There are many aspects of this new high-stakes test-based system of accountability which I deTest. Test prep wastes good classroom time and lots of it. Some teachers may be provoked to go to great lengths to show student growth in order to protect their professional lives.
Moreover, teachers are increasingly asked to give pretests by which end-of-the-year progress may be measured. Testing eats up more and more time. When pretests are given, students are either tested on stuff they've never learned (which is ridiculous) or teachers may be martyred (see comment by tiredteacher).

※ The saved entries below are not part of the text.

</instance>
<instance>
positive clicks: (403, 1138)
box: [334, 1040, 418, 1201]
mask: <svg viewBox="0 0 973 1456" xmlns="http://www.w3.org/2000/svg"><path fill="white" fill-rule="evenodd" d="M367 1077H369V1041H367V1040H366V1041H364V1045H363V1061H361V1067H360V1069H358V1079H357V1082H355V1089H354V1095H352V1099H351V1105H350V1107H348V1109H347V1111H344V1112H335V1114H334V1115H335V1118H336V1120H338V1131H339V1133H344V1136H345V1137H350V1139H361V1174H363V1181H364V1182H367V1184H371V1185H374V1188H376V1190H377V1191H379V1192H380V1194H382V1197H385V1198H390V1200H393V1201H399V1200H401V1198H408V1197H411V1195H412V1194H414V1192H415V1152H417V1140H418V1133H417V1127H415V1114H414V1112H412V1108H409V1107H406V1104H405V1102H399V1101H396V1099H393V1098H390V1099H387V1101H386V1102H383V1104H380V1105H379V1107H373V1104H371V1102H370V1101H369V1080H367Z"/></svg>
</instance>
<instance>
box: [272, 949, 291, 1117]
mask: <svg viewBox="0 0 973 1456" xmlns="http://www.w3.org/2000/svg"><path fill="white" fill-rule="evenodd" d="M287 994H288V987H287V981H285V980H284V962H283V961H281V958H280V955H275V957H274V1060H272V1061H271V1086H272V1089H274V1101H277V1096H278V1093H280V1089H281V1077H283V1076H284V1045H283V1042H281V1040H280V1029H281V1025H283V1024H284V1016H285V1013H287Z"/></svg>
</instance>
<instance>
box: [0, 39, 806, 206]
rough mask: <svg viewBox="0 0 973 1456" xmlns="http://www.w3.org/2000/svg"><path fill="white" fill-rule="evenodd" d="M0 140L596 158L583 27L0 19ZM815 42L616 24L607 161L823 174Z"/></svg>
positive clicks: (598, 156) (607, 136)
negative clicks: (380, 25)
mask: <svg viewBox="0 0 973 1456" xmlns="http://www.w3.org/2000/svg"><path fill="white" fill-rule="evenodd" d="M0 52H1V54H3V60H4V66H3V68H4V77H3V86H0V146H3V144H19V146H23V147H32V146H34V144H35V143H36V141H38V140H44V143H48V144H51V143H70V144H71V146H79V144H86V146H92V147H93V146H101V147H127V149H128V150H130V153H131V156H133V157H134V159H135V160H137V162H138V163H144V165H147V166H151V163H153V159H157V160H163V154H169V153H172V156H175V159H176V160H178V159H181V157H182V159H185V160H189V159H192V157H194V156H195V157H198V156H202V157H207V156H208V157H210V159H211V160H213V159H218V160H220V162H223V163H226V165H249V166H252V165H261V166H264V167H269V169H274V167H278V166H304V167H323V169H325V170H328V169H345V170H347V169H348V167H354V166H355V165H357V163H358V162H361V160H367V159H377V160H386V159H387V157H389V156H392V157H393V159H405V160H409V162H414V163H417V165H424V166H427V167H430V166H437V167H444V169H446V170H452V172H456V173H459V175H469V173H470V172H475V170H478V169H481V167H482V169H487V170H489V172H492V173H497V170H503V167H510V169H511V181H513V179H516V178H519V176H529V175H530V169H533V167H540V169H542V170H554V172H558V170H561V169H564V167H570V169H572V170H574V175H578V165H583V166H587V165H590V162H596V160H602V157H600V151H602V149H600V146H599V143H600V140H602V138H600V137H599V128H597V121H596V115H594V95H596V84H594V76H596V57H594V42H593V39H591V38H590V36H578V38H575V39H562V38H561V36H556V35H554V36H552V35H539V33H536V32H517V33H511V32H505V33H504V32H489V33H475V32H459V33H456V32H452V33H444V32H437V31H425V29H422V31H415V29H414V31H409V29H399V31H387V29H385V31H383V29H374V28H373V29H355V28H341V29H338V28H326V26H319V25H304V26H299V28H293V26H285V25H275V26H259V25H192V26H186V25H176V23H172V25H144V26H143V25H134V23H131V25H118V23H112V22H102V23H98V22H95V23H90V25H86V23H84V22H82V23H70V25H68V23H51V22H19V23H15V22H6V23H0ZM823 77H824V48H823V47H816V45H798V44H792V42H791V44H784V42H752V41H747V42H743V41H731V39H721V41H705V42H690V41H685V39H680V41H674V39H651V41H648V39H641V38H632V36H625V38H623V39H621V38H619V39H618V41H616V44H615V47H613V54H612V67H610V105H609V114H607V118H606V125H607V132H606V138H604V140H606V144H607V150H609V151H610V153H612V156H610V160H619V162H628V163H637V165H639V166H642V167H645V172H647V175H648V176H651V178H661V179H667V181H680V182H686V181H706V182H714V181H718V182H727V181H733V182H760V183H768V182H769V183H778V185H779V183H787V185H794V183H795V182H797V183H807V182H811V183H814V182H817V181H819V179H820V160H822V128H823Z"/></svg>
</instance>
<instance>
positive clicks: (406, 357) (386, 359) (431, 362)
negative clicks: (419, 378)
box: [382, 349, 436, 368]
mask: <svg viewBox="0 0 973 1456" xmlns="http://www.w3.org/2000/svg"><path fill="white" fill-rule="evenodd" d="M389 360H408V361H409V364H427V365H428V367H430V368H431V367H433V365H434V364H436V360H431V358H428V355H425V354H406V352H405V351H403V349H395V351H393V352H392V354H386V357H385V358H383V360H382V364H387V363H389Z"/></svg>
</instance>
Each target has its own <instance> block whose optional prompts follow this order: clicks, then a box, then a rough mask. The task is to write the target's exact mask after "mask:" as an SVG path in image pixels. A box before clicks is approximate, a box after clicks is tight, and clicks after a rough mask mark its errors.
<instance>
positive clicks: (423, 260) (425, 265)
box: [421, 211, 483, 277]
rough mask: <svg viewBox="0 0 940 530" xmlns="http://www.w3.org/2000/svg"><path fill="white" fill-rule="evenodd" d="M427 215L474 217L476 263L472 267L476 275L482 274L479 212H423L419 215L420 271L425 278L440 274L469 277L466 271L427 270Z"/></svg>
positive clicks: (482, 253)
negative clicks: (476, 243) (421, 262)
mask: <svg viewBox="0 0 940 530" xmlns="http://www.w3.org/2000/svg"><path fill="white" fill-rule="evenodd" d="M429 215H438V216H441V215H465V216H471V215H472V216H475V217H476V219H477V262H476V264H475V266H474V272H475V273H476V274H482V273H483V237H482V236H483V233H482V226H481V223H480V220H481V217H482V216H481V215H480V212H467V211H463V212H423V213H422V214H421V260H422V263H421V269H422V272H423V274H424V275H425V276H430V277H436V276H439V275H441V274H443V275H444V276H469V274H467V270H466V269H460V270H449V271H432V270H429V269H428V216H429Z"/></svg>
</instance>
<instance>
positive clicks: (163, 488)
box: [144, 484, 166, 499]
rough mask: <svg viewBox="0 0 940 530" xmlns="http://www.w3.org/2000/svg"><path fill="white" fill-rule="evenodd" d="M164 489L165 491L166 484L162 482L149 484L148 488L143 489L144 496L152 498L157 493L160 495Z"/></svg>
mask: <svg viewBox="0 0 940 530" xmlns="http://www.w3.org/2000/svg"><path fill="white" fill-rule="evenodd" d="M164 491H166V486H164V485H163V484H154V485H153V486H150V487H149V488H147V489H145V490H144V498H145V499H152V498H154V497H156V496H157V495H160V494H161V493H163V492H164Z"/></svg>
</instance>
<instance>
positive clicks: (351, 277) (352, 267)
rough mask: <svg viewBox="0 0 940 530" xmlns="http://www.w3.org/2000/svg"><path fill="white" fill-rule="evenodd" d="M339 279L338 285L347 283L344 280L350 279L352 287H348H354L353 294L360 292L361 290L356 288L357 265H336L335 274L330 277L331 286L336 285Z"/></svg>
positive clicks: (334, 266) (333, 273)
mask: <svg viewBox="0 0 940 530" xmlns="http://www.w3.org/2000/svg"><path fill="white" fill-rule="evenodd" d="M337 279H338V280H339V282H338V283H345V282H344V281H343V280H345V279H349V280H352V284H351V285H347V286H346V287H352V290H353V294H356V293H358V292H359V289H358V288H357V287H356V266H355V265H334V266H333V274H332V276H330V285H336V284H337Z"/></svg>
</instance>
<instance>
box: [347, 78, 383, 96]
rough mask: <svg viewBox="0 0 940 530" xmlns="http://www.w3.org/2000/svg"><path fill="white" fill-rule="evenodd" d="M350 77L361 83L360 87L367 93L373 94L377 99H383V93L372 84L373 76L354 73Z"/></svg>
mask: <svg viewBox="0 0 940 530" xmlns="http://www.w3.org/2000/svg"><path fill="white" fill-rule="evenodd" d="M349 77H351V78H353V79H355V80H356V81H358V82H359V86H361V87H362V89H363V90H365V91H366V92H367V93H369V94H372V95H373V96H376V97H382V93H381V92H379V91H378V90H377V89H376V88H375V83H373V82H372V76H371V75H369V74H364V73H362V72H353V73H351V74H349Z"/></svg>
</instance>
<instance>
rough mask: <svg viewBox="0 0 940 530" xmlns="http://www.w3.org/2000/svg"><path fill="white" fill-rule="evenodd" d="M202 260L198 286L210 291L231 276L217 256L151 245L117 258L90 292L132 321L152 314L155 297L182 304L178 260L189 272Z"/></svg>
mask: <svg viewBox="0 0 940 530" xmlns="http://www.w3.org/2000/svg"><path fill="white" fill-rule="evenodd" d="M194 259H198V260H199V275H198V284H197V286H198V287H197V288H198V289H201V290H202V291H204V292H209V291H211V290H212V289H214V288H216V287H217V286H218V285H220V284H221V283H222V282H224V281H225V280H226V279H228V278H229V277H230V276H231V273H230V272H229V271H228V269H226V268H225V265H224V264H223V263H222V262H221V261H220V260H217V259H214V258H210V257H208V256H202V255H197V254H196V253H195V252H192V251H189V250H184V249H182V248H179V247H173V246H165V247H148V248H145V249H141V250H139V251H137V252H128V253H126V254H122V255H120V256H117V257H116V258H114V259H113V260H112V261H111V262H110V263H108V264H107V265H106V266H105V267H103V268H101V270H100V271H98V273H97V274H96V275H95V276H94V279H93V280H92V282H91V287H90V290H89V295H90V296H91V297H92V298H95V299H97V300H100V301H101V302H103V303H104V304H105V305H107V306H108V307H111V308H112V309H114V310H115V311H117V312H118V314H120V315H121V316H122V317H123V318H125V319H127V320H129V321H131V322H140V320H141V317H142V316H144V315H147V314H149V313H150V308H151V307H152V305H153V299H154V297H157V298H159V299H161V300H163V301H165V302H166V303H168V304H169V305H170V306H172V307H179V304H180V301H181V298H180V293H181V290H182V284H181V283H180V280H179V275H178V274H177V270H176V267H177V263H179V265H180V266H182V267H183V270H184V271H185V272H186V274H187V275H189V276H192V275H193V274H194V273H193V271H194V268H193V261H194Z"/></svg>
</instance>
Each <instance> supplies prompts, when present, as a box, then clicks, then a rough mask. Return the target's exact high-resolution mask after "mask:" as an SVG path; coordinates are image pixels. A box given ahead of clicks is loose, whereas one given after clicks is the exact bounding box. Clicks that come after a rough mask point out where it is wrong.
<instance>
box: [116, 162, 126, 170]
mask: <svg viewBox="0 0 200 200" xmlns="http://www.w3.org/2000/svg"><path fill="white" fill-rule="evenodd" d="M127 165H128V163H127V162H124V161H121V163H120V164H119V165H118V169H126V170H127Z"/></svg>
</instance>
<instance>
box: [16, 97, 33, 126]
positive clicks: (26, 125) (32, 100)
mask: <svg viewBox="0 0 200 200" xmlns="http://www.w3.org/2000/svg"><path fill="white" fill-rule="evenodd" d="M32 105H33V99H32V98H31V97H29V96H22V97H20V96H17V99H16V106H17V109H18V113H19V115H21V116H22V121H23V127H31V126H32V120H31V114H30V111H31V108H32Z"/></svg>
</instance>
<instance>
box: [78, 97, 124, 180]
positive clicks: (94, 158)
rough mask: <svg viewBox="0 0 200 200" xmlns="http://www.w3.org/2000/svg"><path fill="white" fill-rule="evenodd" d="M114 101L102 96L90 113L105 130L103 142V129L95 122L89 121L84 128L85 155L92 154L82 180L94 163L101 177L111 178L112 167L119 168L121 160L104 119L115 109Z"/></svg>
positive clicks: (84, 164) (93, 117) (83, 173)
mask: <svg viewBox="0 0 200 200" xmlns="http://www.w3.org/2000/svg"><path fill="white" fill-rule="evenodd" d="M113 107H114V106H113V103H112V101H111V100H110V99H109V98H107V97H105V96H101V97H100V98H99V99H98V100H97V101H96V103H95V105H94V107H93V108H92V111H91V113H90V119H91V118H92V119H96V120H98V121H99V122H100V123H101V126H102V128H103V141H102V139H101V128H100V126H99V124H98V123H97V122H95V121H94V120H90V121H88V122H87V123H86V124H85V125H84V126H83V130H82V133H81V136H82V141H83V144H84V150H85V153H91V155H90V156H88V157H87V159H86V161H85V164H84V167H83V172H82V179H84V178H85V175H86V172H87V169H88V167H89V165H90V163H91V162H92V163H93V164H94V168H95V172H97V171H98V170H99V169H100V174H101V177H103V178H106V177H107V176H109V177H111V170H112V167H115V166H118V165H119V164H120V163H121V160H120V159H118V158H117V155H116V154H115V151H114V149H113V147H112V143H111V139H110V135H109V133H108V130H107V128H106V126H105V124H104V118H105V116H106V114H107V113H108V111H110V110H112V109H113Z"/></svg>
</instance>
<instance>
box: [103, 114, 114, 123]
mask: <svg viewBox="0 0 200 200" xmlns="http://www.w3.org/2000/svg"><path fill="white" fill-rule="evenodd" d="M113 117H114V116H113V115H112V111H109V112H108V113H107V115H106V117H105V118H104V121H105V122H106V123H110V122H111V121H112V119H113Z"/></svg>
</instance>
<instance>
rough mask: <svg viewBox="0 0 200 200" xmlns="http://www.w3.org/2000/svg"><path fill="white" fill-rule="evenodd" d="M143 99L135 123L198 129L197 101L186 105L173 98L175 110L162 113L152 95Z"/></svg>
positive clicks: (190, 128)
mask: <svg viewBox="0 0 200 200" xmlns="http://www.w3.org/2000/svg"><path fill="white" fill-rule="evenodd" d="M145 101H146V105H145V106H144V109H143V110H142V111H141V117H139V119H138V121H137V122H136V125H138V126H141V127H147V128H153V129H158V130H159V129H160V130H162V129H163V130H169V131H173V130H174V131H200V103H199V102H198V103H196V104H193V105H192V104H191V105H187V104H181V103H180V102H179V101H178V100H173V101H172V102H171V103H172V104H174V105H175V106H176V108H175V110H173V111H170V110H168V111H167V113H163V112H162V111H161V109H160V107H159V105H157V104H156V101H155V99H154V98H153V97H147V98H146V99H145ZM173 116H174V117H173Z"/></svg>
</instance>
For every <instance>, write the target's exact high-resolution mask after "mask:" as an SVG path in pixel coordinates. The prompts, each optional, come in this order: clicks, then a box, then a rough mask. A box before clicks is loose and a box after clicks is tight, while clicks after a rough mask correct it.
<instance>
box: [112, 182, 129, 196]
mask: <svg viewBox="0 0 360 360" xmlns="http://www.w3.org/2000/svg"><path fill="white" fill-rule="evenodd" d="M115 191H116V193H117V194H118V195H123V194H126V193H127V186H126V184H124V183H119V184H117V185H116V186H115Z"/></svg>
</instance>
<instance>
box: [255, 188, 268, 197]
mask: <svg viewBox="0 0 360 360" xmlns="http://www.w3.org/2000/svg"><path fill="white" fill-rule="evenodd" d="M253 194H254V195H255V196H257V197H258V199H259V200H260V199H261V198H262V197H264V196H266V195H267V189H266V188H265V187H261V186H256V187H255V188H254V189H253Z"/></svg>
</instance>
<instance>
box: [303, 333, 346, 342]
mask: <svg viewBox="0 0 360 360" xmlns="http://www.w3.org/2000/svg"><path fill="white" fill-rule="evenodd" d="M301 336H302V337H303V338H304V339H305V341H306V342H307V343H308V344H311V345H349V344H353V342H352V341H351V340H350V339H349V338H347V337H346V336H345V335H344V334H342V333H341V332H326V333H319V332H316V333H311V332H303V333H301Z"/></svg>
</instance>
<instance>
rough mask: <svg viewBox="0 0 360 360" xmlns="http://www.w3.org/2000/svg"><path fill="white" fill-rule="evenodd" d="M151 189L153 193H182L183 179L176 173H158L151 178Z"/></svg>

Teachers will be encouraged to grade hard in September and then ease up in June. There is an incentive to score students low at the start of the year so that progress can be guaranteed by June. It is all one great, big game which eats at the heart of why most people became teachers. It is not to play a game of statistics to artificially pump out a sometimes misguided definition of success.
We see success engineered, albeit slowly, on the Common Core tests. Cut scores are manipulated to show slight improvements in student performance. The Common Core must be working. I've seen some pretty screwy assessments in reading levels as well, children starting the next academic year a couple of levels below their level calculated the previous June. And, we are supposed to believe that all of the metrics show a mathematical precision!
I opt instead for a world in which testing has a purpose to help teachers learn how to better help students. I opt for a world in which there are few, if any, high-stakes tests involved. I opt for a world in which teachers are trusted to test their students on what they taught and assess student growth without standing to gain or lose anything more than the satisfaction earned by helping a kid achieve a worthy goal. I hardly recognize the profession I entered over twenty years ago any more.